Public-safety agencies will need to continue using land-mobile-radio (LMR) networks for “years to come” until mission-critical voice is available via a reliable broadband network and devices — such as the proposed public-safety LTE network proposed in legislation enacted last week — according to a recent General Accountability Office (GAO) report.

Several vendors at last week’s International Wireless Communications Expo (IWCE) demonstrated applications that allow voice communications to be transmitted across an LTE network, but none of them offer key features required by public-safety personnel, such as peer-to-peer communications when the network is down or unavailable.

Given this, public safety likely will rely on LMR systems for mission-critical voice for “perhaps even 10 years or more,” according to the GAO report.

“A broadband network could enable emergency responders to access video and data applications that improve incident response,” the report states. “Yet, because the technology standard for the proposed broadband network does not support mission-critical voice capabilities, first responders will continue to rely on their current LMR systems for the foreseeable future. Thus, a broadband network would supplement, rather than replace, current public safety communication systems.”

In recent years, many elected officials and policymakers have expressed opinions that indicate public safety would be able to cease operations on their LMR networks as soon as dedicated LTE networks are available.
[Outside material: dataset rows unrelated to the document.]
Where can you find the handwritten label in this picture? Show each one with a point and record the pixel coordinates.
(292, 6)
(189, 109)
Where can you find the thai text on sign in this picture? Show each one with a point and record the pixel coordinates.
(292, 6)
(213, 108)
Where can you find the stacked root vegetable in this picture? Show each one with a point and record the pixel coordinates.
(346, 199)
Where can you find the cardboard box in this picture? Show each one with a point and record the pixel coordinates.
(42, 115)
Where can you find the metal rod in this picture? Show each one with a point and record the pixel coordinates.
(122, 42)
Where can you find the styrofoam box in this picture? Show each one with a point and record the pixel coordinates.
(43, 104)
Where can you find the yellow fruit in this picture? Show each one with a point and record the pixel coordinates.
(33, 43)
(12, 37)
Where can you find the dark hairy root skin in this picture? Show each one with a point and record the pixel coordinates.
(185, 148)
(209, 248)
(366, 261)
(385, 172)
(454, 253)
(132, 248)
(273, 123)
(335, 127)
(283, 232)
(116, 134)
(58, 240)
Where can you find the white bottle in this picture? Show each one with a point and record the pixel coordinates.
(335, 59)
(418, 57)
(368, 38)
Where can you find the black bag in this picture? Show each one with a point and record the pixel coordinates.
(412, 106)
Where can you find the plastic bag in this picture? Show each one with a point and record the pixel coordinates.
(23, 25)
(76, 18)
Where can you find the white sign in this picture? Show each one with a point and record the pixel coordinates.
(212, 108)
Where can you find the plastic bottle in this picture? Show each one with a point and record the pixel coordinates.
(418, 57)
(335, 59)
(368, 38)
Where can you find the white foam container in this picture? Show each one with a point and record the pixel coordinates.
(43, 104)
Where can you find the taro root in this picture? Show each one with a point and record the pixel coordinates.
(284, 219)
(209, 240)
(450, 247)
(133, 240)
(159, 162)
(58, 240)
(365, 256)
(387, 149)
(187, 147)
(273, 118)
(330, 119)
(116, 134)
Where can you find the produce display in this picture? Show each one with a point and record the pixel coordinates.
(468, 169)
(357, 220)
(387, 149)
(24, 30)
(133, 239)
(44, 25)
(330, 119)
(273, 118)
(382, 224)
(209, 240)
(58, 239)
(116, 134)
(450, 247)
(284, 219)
Public Safety Spectrum Trust (PSST) Chairman Harlin McEwen said he believes the GAO report provides a realistic vision about the timing and challenges associated with making such a transition for mission-critical voice.

“I’ve read the summary, and I thought it was pretty good,” McEwen said. “I thought it recognized that there’s going to be challenges with the new nationwide public-safety broadband network. I thought it was pretty positive.”
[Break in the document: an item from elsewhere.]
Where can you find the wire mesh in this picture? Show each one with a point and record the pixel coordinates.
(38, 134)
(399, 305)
The GAO report also noted that the relatively small market and unique requirements for public safety have resulted in high radio costs, such as thousands of dollars per portable unit. In an attempt to lower radio costs, the GAO suggested that public-safety agencies work the Department of Homeland Security (DHS) to make joint procurements for a larger number of radios, so a lower price can be negotiated.
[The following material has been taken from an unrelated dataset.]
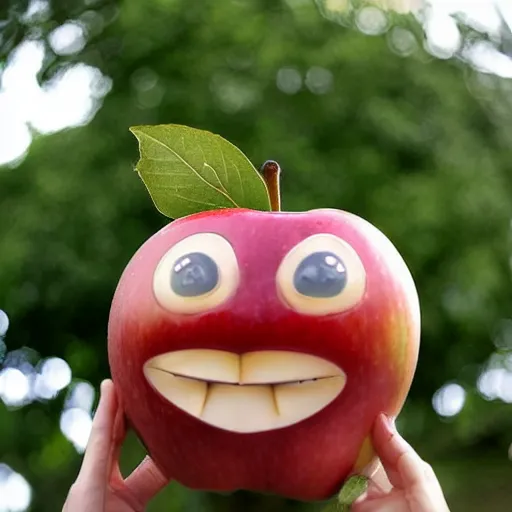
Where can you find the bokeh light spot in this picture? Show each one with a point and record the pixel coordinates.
(67, 39)
(14, 386)
(449, 400)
“Because public-safety agencies contract for LMR devices independently from one another, they are not in a strong position to negotiate lower prices and forego the quantity discounts that accompany larger orders,” the report states. “For similar situations, GAO has recommended joint procurement as a cost-saving measure, because it allows agencies requiring similar products to combine their purchase power and lower their procurement costs.

“Given that DHS has experience in emergency communications and relationships with public safety agencies, it is well-suited to facilitate joint procurement of handheld LMR devices.”